Students outraged as their voice is silenced

The Auckland University Students’ Association Executive moved a motion condemning moves by the University of Auckland last week to exclude students from the annual Fee setting process.

In an internal memorandum sent from the Chancellor and Vice-Chancellor to other members of Council it was recommended that the meeting be held “in a venue that can be adequately locked down and does not require us to relocate Council members and staff following a breach of security”. This is part of the annual fee setting process where The Council decide domestic and international fees for 2014.

“Rising fees is something students are significantly concerned about. Students are concerned that over the last four years the cumulative rise in their tuition fees equates to 21.6% increase. They are also concerned about the impact that increased debt can have on their life chances after studying. They are so motivated that their last resort may be to break into the room and disrupt the meeting.

“Families, mortgages, travel, saving for superannuation are all real costs students are faced with while staring down the barrel of a reduced capacity to save. Students are concerned about the impact of debt, not just the particular fee hike itself,” says Haines.

Mr Haines says that there was a robust discussion at the NZUSA Congress last year on the issue of whether there is such a thing as a reasonable fee increase. “As a bottom line, students reached a consensus that fees can only be considered to be fair and reasonable if they don’t impact on access or equal opportunity”.

Students understand that costs are increasing and money to cover costs needs to come from somewhere. But the government has shown an overwhelming hands-off approach when it comes to investing into tertiary education. Their focus should be investing into the country’s future and not putting an extra burden on the already thin pockets of students.

“The Council governing the University of Auckland should be able to look at the students whose lives they are affecting square in the face. If they are disconnected from the futures of those they are impacting, they are likely to make bad decisions. Student presence at the fee setting process is an integral part of being accountable.
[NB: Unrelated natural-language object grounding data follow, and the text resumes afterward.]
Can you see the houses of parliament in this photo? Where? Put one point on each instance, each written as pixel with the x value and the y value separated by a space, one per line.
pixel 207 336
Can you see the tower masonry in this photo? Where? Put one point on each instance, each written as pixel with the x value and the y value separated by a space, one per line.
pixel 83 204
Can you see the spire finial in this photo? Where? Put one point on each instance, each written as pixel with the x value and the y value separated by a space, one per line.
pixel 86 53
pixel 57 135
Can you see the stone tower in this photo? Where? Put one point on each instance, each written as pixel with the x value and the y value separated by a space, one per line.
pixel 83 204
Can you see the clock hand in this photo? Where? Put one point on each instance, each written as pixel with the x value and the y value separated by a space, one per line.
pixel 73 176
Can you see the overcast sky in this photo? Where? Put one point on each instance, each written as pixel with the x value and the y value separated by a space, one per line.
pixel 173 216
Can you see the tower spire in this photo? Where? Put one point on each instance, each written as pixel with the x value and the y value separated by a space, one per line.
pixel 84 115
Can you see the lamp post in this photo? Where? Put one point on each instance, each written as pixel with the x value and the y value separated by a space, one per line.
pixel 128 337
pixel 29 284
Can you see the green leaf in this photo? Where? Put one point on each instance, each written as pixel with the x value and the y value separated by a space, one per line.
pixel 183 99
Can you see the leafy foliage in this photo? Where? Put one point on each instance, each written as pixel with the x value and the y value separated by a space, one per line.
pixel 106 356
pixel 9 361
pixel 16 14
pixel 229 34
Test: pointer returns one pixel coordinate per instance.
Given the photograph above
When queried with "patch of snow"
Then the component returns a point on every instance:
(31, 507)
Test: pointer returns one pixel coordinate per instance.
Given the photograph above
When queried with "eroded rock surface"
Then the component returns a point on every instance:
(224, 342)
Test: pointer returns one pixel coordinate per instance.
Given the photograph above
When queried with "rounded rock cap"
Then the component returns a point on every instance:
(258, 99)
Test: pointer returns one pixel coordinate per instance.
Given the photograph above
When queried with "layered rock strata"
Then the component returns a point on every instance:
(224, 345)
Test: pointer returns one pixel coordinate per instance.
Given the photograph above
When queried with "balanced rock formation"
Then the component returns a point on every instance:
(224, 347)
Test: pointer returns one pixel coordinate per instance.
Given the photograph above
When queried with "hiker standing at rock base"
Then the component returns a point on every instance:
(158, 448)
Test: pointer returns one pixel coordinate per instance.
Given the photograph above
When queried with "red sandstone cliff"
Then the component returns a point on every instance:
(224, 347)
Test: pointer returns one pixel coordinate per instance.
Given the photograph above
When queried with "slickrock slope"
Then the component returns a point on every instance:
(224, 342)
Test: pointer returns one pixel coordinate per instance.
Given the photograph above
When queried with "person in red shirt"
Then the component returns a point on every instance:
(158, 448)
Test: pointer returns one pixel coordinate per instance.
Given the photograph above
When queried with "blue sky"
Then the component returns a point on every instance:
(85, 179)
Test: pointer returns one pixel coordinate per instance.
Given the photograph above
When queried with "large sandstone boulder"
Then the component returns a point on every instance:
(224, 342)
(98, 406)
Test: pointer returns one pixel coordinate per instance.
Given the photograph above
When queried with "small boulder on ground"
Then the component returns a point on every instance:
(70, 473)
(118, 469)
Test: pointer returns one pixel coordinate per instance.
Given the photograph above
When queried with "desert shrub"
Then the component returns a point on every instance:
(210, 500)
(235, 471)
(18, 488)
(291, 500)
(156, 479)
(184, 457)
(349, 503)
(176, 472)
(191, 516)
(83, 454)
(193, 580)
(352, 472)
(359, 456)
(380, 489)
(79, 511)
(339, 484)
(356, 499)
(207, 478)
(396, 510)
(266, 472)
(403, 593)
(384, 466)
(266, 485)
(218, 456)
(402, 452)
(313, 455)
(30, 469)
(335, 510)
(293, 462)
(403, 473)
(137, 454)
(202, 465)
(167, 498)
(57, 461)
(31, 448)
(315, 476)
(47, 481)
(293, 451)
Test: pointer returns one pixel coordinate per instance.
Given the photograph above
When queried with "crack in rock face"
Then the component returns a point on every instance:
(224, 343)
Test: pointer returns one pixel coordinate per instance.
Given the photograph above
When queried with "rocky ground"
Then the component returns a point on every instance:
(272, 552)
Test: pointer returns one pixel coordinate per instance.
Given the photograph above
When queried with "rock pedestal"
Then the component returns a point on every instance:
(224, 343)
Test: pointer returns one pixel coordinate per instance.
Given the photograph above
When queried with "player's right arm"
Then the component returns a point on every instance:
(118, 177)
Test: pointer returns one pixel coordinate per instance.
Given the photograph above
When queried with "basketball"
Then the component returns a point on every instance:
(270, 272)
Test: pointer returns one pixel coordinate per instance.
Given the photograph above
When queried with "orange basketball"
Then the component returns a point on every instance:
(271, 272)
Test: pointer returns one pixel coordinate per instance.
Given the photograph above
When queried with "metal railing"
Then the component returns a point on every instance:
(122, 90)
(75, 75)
There should be nothing about students, without students”, says Haines.

“I understand the Council is concerned about safety, given what happened last year. But the Council needs to consider what is lost by ignoring how students feel. Other universities don’t do this, and their engagement with students leads to students feeling listened to. The University of Auckland needs to do that too.”

Fee maxima legislation prohibits domestic fee increases exceeding 4%; invariably this is the amount that fees have been increased by each year. It has become the norm. “We know that the institution is facing cost increases but they can’t keep putting the burden on students to cover that. We call on them to join with us to call on the government to put more money into the sector”.